The basic idea is, when we want to create a new “class”, we create the interface first in the header.

/* foo.h */
#ifndef FOO_H /* header guards */
#define FOO_H /* to avoid loading the header twice */

typedef struct Foo Foo; /* opaque pointer declaration */

Foo* foo_new(int id, char *name);
void foo_free(Foo *foo);
void foo_print(Foo *foo, FILE *stream);
/* other "methods" declared here */

#endif /* FOO_H */

Any documentation should be in the header, and programmers who want to use the data structure should be able to do so referring only to the header file.

The implementation is “private”, hidden away to a .c file. The declaration of the structure is placed there as well:

/* foo.c */
#include <stdlib.h>
#include <string.h>
#include "foo.h"

struct Foo {
    int id;
    char *name;
    size_t name_length;
};

Boilerplate Functions that should be provided

The bare minimum necessary functions are a constructor function (for allocating new objects), and destructor functions (for freeing up memory).

The nice-to-have functions include testing for equality (since == tests for pointer equality), printing an object to a stream, possibly a hashing function.

Constructor/Factory

Depending on one’s perspective, we have a constructor or a factory function, and this is the only way to create new Foo objects.

/* foo.c */
Foo* foo_new(int id, char *name) {
    Foo *foo = malloc(sizeof(*foo));
    if (NULL == foo) { /* malloc() failed */
        abort();
    }
    foo->id = id;
    foo->name_length = strlen(name);
    foo->name = malloc(1 + foo->name_length);
    if (NULL == foo->name) { /* malloc() failed */
        free(foo);
        abort();
    }
    memcpy(foo->name, name, foo->name_length);
    return foo;
}

We need to be careful to handle memory allocation failures, although rare on modern computers. Well, we should also be careful to avoid malloc(0) because it is implementation dependent and unintuitive — instead we should check the foo->name_length is positive, and in the case when it is zero simply assign NULL to foo->name.

Destructor

Dual to constructing new objects, we need to free them from memory.

/* foo.c */

void foo_free(Foo *foo) {
    if (NULL == foo) return;

    if (NULL != foo->name) free(foo->name);
    free(foo);
}

We may be tempted to set the pointer to NULL, but it won’t propagate.

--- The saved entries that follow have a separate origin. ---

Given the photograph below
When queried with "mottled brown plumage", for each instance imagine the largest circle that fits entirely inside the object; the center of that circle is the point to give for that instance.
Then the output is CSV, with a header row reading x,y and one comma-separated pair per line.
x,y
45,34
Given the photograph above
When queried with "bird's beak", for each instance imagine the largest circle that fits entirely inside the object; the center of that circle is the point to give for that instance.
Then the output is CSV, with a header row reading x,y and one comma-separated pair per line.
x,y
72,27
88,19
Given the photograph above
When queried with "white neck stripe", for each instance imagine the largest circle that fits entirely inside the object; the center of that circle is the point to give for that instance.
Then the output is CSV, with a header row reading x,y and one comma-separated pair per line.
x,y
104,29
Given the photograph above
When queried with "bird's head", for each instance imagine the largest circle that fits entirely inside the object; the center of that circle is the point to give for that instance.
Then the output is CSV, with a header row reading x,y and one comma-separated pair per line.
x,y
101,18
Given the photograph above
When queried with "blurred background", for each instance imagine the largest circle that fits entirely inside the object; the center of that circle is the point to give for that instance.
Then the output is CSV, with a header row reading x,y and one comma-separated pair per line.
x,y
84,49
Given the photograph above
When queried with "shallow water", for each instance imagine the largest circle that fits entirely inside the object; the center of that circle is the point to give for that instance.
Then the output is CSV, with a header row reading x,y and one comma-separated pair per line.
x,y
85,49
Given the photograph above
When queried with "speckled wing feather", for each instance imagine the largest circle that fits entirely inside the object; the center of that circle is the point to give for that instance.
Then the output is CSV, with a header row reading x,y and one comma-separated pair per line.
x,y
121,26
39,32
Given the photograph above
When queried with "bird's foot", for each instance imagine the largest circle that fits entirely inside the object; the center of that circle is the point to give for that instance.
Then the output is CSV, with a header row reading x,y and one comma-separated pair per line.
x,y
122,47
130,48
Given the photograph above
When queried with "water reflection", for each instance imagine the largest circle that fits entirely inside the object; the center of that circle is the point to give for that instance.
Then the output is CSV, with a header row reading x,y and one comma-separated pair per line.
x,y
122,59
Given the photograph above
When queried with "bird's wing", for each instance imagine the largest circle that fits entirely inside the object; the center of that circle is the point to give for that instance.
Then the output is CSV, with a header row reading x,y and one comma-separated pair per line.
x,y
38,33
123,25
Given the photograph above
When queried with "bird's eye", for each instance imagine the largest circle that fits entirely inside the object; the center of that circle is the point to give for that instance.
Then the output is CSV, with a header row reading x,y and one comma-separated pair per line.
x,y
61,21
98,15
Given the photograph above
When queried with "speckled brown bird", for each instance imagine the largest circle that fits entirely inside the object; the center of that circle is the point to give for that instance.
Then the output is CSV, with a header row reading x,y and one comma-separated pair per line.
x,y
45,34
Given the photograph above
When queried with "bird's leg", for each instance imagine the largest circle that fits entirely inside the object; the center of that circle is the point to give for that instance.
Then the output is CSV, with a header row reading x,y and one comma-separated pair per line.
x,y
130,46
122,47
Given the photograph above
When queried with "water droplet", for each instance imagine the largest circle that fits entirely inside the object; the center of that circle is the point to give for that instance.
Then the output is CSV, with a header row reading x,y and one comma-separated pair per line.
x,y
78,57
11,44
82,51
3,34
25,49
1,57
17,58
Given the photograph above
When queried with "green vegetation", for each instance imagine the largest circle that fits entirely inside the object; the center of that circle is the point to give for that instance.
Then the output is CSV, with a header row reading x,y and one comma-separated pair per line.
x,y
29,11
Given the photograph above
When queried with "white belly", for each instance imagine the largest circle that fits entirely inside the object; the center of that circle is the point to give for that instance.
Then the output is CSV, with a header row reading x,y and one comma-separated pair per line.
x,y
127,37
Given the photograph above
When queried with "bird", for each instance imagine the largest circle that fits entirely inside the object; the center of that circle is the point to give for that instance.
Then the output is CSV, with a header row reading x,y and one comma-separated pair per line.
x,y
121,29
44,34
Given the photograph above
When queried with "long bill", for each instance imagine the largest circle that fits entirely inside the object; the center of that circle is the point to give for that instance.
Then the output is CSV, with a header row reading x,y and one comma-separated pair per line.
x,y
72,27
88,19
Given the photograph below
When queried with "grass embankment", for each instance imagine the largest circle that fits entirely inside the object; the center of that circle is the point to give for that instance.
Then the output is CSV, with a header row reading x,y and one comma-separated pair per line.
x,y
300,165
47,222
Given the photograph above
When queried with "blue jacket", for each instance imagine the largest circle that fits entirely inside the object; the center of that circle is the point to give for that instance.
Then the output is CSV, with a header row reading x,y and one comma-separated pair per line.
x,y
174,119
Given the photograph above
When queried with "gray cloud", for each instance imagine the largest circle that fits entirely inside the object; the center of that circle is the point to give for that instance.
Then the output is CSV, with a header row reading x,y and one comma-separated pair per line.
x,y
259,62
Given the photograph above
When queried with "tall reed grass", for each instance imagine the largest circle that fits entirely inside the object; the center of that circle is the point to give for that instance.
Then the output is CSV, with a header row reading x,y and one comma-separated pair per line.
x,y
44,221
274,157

Instead, we’d need to pass a reference to the pointer to the Foo object in memory. So we could do this as follows:

/* foo.c */

void foo_free(Foo **foo) {
    if ((NULL == foo) || (NULL == *foo)) return;

    if (NULL != (*foo)->name) free((*foo)->name);
    free(*foo);
    *foo = NULL;
}

This requires a bit more work, and updates one single pointer to the object in memory (not all pointers pointing to that object in memory). If we want to propagate out freeing an object from memory, we’d need to use double pointers.